Boycott Nestle

Tuesday, November 30, 2010

Breastfeeding Part I

As I held my baby for the first time, I couldn't take my eyes off of him.  The feeling was surreal to say the least.  Once in the recovery room, my mom encouraged me to breastfeed him.  I had no idea of what I was doing and wasn't sure if we were doing it right, but I was thrilled that we were doing it!  

It kind of went downhill from there.  When I was pregnant, I knew that I would breastfeed, but I really didn't know how difficult it could be.  I though that the baby would just know what to do and that would be it.  I realized very quickly that that was not the case for me and my little Monkey.  

During my five day stay at the hospital I saw the lactation consultants every day.  I was also given advice by several nurses who I assumed knew as much as the IBCLCs.  I now know that much of their advice, while well-meaning, did more harm than good.  I was getting so much conflicting advice from so many different people and I didn't know which I should follow.  

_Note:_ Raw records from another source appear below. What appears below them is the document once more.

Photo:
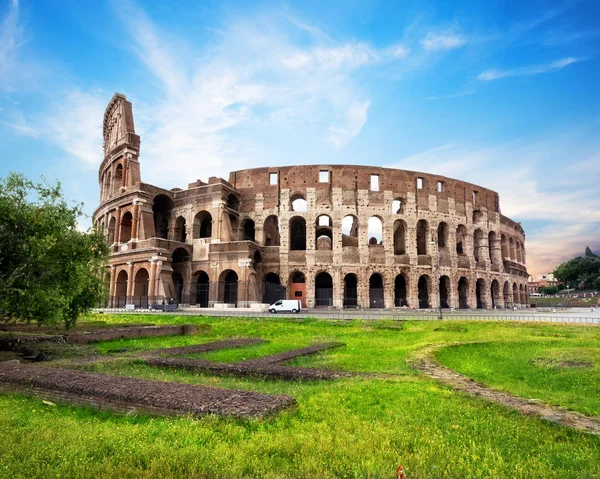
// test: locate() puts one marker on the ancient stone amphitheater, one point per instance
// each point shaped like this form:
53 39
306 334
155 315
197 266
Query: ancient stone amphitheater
330 235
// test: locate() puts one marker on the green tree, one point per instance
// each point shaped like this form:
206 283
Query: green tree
50 271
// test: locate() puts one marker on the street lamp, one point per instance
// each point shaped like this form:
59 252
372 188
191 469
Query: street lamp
437 270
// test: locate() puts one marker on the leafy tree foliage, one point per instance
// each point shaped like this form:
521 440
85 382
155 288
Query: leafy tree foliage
581 269
49 270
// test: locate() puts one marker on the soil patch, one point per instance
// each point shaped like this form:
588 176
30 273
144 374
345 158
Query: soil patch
425 362
125 394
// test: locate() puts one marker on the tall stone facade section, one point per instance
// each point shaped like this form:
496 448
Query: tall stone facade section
330 235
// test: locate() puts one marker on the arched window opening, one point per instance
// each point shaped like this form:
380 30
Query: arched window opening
479 293
180 231
202 289
461 239
477 243
422 237
112 224
398 206
350 231
272 289
229 287
180 255
126 222
400 237
233 202
118 179
323 290
299 204
375 229
271 231
444 291
162 207
400 291
297 233
350 291
376 291
120 298
495 293
202 225
424 287
492 246
443 235
140 288
506 293
463 293
248 233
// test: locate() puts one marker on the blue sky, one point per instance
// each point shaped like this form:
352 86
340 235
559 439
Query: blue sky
502 94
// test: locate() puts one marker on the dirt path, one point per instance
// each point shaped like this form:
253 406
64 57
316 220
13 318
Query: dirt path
425 361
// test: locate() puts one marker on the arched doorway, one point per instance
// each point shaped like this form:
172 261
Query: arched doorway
376 291
323 290
444 291
298 287
463 293
400 291
350 291
120 297
202 289
229 287
479 292
495 290
272 289
424 287
140 288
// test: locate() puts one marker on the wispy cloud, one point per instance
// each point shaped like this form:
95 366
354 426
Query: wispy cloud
494 74
443 40
261 72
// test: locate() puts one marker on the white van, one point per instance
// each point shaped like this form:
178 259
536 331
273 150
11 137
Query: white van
286 306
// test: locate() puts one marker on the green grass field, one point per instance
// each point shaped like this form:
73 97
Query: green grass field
356 427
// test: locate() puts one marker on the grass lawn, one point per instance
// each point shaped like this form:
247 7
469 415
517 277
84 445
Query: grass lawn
356 427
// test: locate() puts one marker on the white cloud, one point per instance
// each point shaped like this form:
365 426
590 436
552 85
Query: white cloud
443 40
494 74
262 72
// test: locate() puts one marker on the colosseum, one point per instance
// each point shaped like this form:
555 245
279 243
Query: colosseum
337 236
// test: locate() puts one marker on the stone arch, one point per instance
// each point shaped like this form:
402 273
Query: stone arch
202 293
324 233
443 235
400 290
350 291
350 231
422 237
461 239
248 230
463 293
162 207
480 289
228 290
271 231
298 203
376 291
125 229
375 230
180 232
272 289
424 289
398 206
444 285
297 233
202 227
399 237
323 289
495 293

On the evening of the third day, a nursery nurse came in and told me and Hubby that Monkey had lost 8.5% of his birth weight and needed to be supplemented with formula since my milk had not yet come in.  I had heard of hospitals pushing formula when it wasn't necessary, and I knew that colostrum was enough for my baby, so I said "NO," and said that I wanted to speak with the pediatrician who was recommending it.  The nurse left and I called my mom in tears.  She went to La Leche League's website and found that 8.5% weight loss was normal and not a cause for concern.  She told me that what they were doing wasn't right and that I had the right to refuse the formula supplementation. 

The nurse came back a short time later with the pediatrician.  He told us that 8.5% was too much weight loss and that we really should "let him have some formula."  He went on to assure me that a little formula would not mean the end of breastfeeding and made it sound like I was starving my baby.  Hubby was worried and told me that I needed to listen to the doctor, but I held my ground.  Through my tears, I said "no" again.  I was scared though.  Was the pediatrician right?  Was I starving him?  

The pediatrician was clearly annoyed that I had not agreed and he said that we could wait till the morning, but if my milk wasn't in by then, we'd have to supplement.  He left and another nurse came in with a pump.  She was very kind and she told me not to worry as she showed me how to use the pump.  I pumped all night and we finger-fed Monkey the colostrum with a syringe.  Sometime in the wee hours of the morning, my milk came in!  Hubby and I were both so relieved, and I thought for sure that the hardest part was over.